Anti-bacterial Effects of Polymethylmethacrylate with In situ Generated Silver Nanoparticles on Primary Colonizers of Human Dental Plaque and Cariogenic Bacteria

Aims: Polymethylmethacrylates (PMMAs) remain the most popular material for use in orthodontics, particularly in developing countries, because of their low cost and ease of use. Biofilm formation of cariogenic bacteria on these surfaces may contribute to tooth decay, gingivitis, and periodontitis. Nanoparticle-sized silver (NanoAg) inhibits the growth of microorganisms, but anticariogenic effects of NanoAg in situ in PMMA (NanoAg-IS-PMMA) in orthodontics have not been explored. Therefore, the primary purpose of the current study was to evaluate the antimicrobial activity of NanoAg-IS-PMMA against primary colonizers of human dental plaque and cariogenic bacteria in planktonic and biofilm cultures, grown as mono-species biofilms and mixed-species biofilms.
Study Design: In vitro.
Place and Duration of Study: Department of Medical Microbiology, Department of Orthodontics, Pediatrics Infectious Disease Research Center; Tehran, Iran. August, 2012–May, 2013.
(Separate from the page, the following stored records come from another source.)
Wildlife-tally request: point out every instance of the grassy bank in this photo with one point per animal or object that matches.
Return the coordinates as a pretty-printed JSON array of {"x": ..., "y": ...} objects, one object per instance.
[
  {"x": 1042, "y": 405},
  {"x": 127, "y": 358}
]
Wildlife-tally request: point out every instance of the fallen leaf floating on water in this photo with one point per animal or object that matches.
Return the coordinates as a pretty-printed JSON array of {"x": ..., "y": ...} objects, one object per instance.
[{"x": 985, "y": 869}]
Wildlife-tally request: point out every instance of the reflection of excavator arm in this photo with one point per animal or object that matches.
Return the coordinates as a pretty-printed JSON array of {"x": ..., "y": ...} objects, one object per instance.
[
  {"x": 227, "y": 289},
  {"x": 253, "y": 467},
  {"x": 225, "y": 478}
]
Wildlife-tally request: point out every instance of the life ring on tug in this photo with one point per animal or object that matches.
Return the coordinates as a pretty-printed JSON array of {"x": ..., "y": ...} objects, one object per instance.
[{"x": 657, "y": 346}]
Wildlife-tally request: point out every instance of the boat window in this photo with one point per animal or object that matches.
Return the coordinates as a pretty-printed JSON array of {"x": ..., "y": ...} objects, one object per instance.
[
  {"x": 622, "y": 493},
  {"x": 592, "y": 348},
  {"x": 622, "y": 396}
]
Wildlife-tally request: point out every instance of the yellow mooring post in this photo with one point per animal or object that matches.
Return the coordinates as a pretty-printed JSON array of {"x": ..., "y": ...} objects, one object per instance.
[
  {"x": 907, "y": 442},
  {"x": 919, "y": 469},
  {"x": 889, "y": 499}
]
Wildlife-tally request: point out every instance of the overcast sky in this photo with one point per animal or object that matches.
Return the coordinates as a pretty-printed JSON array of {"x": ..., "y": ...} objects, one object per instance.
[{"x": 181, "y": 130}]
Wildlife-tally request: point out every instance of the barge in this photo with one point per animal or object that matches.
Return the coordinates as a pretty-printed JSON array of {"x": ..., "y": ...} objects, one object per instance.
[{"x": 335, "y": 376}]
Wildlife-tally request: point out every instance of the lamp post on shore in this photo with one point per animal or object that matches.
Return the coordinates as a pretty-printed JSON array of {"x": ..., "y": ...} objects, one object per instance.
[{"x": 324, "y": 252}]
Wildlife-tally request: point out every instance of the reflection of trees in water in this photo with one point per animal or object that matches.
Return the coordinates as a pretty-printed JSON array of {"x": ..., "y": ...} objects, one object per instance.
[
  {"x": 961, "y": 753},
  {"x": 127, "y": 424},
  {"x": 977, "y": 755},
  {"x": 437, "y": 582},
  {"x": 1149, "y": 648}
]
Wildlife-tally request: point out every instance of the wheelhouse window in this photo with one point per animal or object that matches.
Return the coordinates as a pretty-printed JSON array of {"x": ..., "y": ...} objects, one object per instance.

Methodology: Chemical-cure orthodontic resin was used to synthesize NanoAg-IS-PMMA using silver benzoate. Antibacterial effects of NanoAg-IS-PMMA were assessed against Streptococcus sobrinus, S. sanguinis, S. mitis, and Actinomyces naeslundii as well as cocultures of the four species by inhibition of bacterial adherence and growth inhibition of planktonic and biofilm bacterial cells on NanoAg-IS-PMMA.
Results: NanoAg-IS-PMMA reduced bacterial adhesion by 36.2%–88.1%, depending on the bacterial type. Planktonic cultures of the microorganisms exposed to NanoAg-IS-PMMA showed a significant decrease (99.99%) in a time-dependent manner, over 28 days. Exposure to NanoAg-IS-PMMA inhibited biofilm formation of all test bacteria and their cocultures by 77.6%–99.96%, compared to PMMA. In addition, NanoAg-IS-PMMA retained some inhibitory effects for the third generation of biofilm formation.
Conclusion: Our data supports the finding that NanoAg-IS-PMMA effectively inhibited adherence of primary colonizers of human dental plaque and cariogenic bacteria to NanoAg-IS-PMMA surfaces, in addition to rendering strong anticariogenic effects in the planktonic and subsequent mono-species biofilms and mixed-species biofilms formation. This demonstrated that NanoAg-IS-PMMA has the potential to minimize colonization of cariogenic bacteria and biofilm formation on orthodontic appliances.